Friday, January 29, 2010

Pitching In

Continuing my foray into the unknown world of comic books, or graphic novels (which sound better to me) and I'm gathering up resources that will help me define what a pitch is in this world and gaping at the differences.

All right, maybe its not a totally unknown world I do cohabitate with a illustrator, penciler, inker who has tons of comic books. And I've seen his pages and scripts and his process. But observing something from far away isn't the same as actually taking it on.

Though it may still be considered for the boys, the fastest growing buyers of comic books are women (can't source that, its something Christopher told me) and apparently the women are buying up Manga. Personally,  I don't like Manga or maybe its just because I haven't found Manga that I do like. 
I also read a graphic novel series. I am totally in love with Fables by Bill Willingham.
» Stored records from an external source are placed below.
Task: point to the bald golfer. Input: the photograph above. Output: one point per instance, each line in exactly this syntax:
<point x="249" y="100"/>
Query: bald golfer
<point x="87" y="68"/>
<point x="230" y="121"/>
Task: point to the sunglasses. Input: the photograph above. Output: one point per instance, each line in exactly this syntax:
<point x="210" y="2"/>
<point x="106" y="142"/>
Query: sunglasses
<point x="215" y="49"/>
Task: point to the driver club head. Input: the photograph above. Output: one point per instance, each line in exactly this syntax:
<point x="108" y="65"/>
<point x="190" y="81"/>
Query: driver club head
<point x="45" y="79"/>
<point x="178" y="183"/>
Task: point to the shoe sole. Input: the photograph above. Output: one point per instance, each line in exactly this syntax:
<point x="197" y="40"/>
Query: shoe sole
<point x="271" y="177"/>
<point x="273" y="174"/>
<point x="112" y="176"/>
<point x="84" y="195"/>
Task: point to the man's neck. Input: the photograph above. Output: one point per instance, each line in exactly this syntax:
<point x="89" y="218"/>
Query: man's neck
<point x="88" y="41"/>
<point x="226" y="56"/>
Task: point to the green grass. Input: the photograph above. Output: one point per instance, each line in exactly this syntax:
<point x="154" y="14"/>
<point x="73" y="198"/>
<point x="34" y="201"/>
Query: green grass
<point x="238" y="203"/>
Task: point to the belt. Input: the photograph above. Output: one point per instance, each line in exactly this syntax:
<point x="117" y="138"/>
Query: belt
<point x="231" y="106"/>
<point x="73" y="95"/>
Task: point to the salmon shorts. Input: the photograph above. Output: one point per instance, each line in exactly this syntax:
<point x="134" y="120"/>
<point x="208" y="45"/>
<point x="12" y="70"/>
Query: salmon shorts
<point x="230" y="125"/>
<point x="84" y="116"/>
One of the differences that  I find fascinating is a self-published comic book can go a long way. In the literary world, this is the compelte opposite. It is rare that a self-published novel will garner the attention of an editor, publisher or agent. If you are querying the three, often times they request right in their guidelines, if you have a self-published novel to simply not mention it. 

To the Pitch. 

This is what I've been able to gather thorugh a lot of reading of scripts and advice:

1. Start with a great hook. 
2. Keep it short. 
3. Tell about the character, plot and ending. 
4. Touch on who this will appeal to. 

Hmm, that sounds exactly like how I would go about writing a query letter for a novel. 

(Except of course, while writing the comic I am constantly keeping in mind the artist and I think the writing is secondary to the art...Does means the writing is actually judged by the art...?)

Off to start on the pitch!

1 comment:

  1. My experience is with children's books about Oz but I do very few illustrations. However, I would recommend that you speak with Erik Shanower and David Maxine who do the most incredible graphic novels of Oz and consistently top the best seller list for their work. They have given me some wonderful advice and I place great value in their opinion. Erik and David can be found on Facebook or Google. They run The Hungry Tiger press:

    Good luck and I look forward to your continued work.